なぜGTOだけでは勝てないのか?エクスプロイトが必要な3つの理由

結論から言うと、GTOは「相手がミスをしない」ことを前提とした守備的な戦略だからです。

どんな相手にも付け入る隙を与えない代わりに、相手が自滅しているシチュエーションでも、決まった配分でしか利益を得られません。

特に低レート帯では、理論から大きく逸脱したプレイが横行しています。

そのような環境でGTOを愚直に守り続けることは、マイナスにはならずとも、膨大な「機会損失(本来得られたはずの利益を逃すこと)」を生んでいる可能性が高いでしょう。

まずは、なぜ「攻めのエクスプロイト」が必要なのか、その本質を3つの視点から紐解いていきます。

均衡点(GTO)はあくまで「負けないため」の守備固め

GTOの本質は、相手がどのような戦略をとってきても、自分の期待値を一定以上に保ち「付け入る隙を与えない」ことにあります。いわば、最強の盾を持って微動だにしない「守備固め」の戦略と言えるでしょう。

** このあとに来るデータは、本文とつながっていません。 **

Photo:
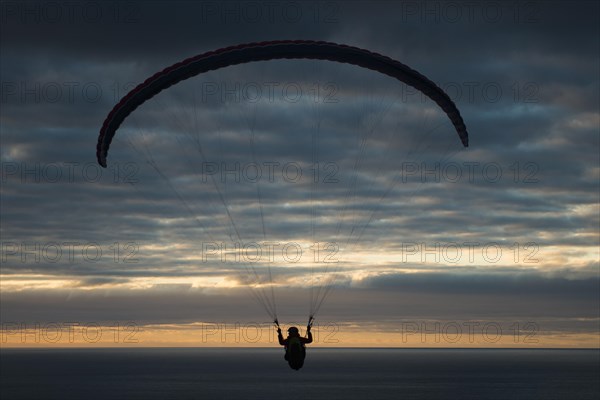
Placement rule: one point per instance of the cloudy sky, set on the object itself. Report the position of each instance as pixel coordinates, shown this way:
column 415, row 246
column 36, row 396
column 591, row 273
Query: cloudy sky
column 301, row 185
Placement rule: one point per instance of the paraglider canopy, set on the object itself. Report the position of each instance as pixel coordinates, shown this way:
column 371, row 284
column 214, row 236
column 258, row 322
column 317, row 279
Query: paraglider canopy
column 272, row 50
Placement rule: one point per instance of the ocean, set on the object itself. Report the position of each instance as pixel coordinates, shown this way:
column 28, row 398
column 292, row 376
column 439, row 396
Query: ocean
column 201, row 373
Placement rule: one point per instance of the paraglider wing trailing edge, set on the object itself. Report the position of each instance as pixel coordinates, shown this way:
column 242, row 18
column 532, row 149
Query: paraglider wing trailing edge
column 272, row 50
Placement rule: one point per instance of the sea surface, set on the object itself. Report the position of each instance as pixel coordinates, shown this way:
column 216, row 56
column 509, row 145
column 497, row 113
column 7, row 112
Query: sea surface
column 398, row 374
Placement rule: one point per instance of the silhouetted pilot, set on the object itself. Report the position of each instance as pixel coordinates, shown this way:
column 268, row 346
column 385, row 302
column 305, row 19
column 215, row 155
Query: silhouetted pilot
column 295, row 351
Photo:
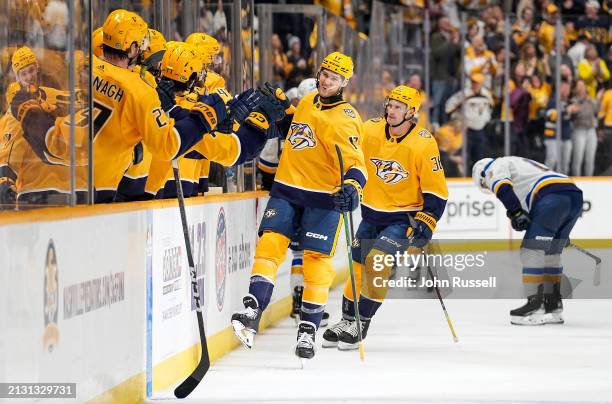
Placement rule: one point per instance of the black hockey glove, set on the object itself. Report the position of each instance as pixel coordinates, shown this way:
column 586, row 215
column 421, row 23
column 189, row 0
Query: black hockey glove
column 519, row 218
column 421, row 234
column 243, row 104
column 7, row 192
column 348, row 196
column 165, row 91
column 211, row 110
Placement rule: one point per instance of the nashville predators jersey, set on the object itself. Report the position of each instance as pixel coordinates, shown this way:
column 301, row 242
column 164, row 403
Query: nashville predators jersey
column 126, row 111
column 221, row 148
column 308, row 171
column 405, row 174
column 32, row 170
column 214, row 81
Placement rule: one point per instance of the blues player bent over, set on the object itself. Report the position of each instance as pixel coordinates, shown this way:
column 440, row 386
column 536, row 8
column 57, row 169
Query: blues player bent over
column 305, row 196
column 546, row 205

しかし、この戦略は「相手もまた完璧にプレイしてくる」ことを前提としています。

もし相手が適切にブラフをしてこなかったり、逆にバリューのない手でコールしすぎたりしている場合、あなたがバランスを保ってチェックレンジを守る必要はありません。

理論上の正解(均衡点)に固執しすぎると、相手が勝手に差し出しているチップを拾い損ねてしまいます。

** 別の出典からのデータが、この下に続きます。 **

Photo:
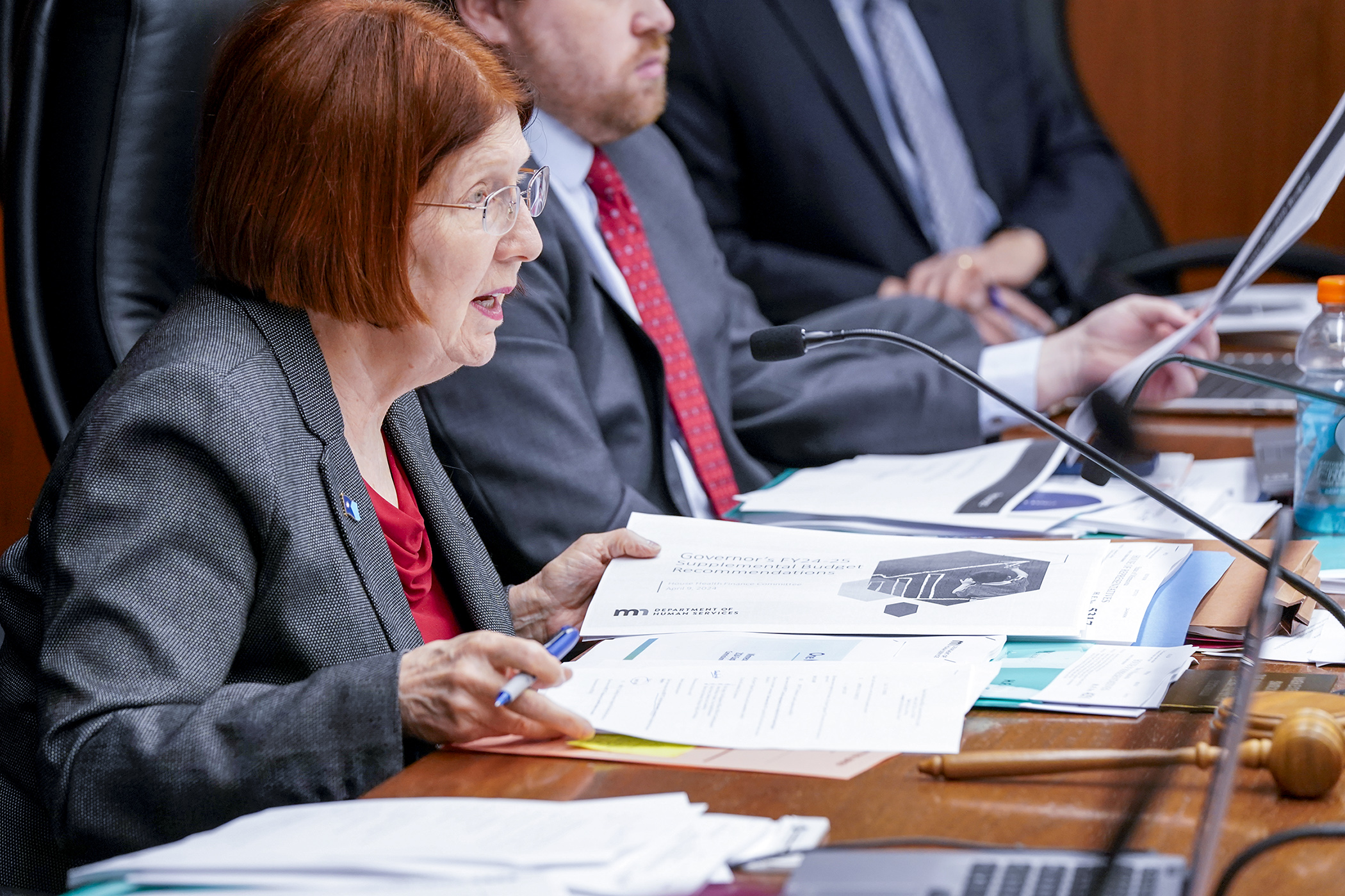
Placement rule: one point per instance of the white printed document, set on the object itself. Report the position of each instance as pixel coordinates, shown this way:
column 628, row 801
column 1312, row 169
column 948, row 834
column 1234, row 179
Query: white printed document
column 1132, row 575
column 778, row 705
column 1107, row 676
column 724, row 646
column 1296, row 208
column 653, row 845
column 721, row 576
column 970, row 489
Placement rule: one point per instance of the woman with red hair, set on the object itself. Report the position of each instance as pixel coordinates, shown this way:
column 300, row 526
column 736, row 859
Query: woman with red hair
column 248, row 580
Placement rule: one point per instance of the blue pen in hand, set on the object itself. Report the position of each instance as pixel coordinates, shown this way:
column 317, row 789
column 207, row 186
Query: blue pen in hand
column 558, row 646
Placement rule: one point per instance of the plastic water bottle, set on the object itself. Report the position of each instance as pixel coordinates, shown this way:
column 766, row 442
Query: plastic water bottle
column 1320, row 459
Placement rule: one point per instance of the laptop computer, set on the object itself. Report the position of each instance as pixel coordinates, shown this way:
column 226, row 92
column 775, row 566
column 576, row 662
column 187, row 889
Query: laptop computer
column 1219, row 395
column 1041, row 872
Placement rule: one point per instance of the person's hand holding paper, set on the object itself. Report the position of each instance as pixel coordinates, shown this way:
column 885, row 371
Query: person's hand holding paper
column 447, row 689
column 1084, row 355
column 1297, row 206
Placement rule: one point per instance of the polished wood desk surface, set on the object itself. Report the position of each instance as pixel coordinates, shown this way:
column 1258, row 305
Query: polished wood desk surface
column 1077, row 810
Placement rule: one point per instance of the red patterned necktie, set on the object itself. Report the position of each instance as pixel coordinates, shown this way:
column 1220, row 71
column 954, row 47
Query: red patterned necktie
column 624, row 236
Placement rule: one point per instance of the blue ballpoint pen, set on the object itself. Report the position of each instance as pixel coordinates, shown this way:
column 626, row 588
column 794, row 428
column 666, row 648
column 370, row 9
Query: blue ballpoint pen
column 558, row 646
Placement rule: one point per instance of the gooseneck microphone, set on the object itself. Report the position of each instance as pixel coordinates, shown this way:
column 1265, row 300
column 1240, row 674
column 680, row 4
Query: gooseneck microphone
column 783, row 343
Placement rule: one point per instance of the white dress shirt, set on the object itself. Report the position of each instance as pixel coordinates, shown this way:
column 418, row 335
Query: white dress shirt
column 1012, row 368
column 851, row 12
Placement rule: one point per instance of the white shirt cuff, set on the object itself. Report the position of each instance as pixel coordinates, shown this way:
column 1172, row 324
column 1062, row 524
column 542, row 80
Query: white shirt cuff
column 1012, row 368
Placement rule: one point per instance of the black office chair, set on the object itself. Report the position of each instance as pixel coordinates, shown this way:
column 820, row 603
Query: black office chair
column 99, row 177
column 1138, row 257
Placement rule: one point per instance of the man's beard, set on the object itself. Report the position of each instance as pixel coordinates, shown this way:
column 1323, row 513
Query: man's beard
column 600, row 116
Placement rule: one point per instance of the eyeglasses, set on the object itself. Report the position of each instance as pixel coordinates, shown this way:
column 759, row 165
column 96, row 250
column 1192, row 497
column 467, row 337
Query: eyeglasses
column 500, row 210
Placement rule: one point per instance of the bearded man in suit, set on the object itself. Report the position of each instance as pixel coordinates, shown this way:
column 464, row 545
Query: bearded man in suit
column 622, row 377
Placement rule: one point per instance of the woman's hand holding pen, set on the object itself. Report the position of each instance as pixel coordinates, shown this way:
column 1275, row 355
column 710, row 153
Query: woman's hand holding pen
column 558, row 595
column 447, row 690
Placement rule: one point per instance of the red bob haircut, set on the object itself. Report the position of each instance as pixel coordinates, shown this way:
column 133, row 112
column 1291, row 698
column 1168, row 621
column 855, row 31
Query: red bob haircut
column 323, row 120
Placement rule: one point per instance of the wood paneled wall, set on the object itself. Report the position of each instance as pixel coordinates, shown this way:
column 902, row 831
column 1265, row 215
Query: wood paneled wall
column 1212, row 102
column 23, row 464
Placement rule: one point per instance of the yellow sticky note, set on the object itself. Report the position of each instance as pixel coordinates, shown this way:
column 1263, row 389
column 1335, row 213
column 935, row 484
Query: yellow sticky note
column 635, row 745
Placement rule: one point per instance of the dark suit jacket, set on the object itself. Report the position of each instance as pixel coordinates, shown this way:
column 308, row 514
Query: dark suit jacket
column 195, row 627
column 566, row 431
column 771, row 113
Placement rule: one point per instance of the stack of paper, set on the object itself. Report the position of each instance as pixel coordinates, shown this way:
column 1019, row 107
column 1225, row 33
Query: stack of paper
column 731, row 578
column 624, row 847
column 721, row 576
column 779, row 692
column 1084, row 678
column 781, row 705
column 1321, row 642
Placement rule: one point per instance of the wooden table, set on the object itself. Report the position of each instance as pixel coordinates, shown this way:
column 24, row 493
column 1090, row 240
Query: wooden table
column 1077, row 810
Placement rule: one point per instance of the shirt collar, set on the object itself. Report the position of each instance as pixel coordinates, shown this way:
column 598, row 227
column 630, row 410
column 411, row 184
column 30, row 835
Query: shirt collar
column 568, row 155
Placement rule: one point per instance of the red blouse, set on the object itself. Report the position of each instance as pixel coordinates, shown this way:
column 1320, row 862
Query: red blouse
column 413, row 557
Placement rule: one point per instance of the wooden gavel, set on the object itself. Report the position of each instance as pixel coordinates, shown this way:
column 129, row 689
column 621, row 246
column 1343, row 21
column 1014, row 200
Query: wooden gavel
column 1303, row 755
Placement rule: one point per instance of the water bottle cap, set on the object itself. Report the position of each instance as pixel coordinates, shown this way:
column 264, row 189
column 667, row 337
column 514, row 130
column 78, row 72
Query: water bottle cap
column 1330, row 291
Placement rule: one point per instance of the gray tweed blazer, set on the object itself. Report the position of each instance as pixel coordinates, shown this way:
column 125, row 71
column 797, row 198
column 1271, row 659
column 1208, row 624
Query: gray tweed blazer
column 195, row 627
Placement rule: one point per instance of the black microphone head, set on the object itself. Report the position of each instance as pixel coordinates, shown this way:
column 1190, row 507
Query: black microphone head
column 778, row 343
column 1114, row 425
column 1115, row 439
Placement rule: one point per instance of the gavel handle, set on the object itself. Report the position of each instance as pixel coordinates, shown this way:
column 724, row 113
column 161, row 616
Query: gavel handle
column 994, row 763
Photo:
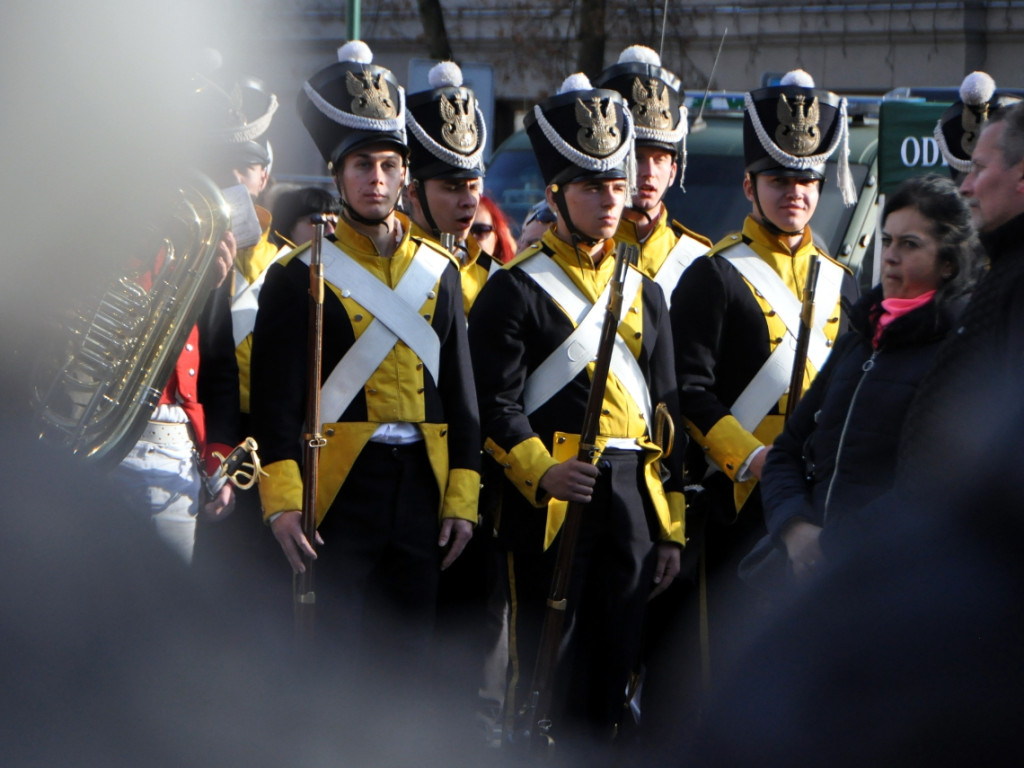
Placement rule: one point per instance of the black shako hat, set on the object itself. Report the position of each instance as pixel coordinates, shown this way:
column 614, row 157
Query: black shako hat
column 445, row 128
column 957, row 130
column 793, row 128
column 353, row 103
column 583, row 132
column 232, row 117
column 653, row 95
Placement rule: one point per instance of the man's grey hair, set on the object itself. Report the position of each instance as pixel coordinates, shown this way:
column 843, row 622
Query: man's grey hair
column 1012, row 141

GTOは基準点として理解すべきものであり、利益を出すための攻め手は別にあるという認識を持つことが、脱・初心者への第一歩です。

相手がミスをしているなら「正解」を捨てるのがポーカーの鉄則

ポーカーで大きな利益が発生する瞬間とは、誰かが「理論的な正解から外れたアクション」をした時です。

相手にリーク(弱点や癖)があることが明白であれば、こちらもGTOという正解を捨て、そのミスを最大限に咎める形に戦略を歪めるのが鉄則。

例えば、リバーの大きなベットに対して、本来フォールドすべき弱い手でも降りられない「オーバーコール」の傾向がある相手を想像してください。この時、あなたがGTOに従ってブラフを混ぜる必要は一切ありません。

  • バリューベットの頻度を極限まで高める
  • ブラフは0%にする

このように、相手のミスに合わせて自分の戦略を極端に偏らせることこそが、ポーカーにおける真の最適解となります。相手がバランスを崩しているのに、こちらだけが律儀にバランスを保つ必要はどこにもないのです。

フィッシュから利益を絞り取る「最大搾取」の考え方

いわゆるフィッシュ(経験が浅くミスが多いプレイヤー)が同卓している場合、彼らからどれだけ効率よくチップを回収できるかが収支を左右します。ここで役立つのが、最大搾取(Max Exploitation)の考え方です。

フィッシュは「ブラフをしすぎる」「絶対にフォールドしない」といった、極端な傾向を持っています。これに対し、GTOで対応するとわずかな利益しか得られませんが、エクスプロイトなら数倍の期待値を叩き出せます。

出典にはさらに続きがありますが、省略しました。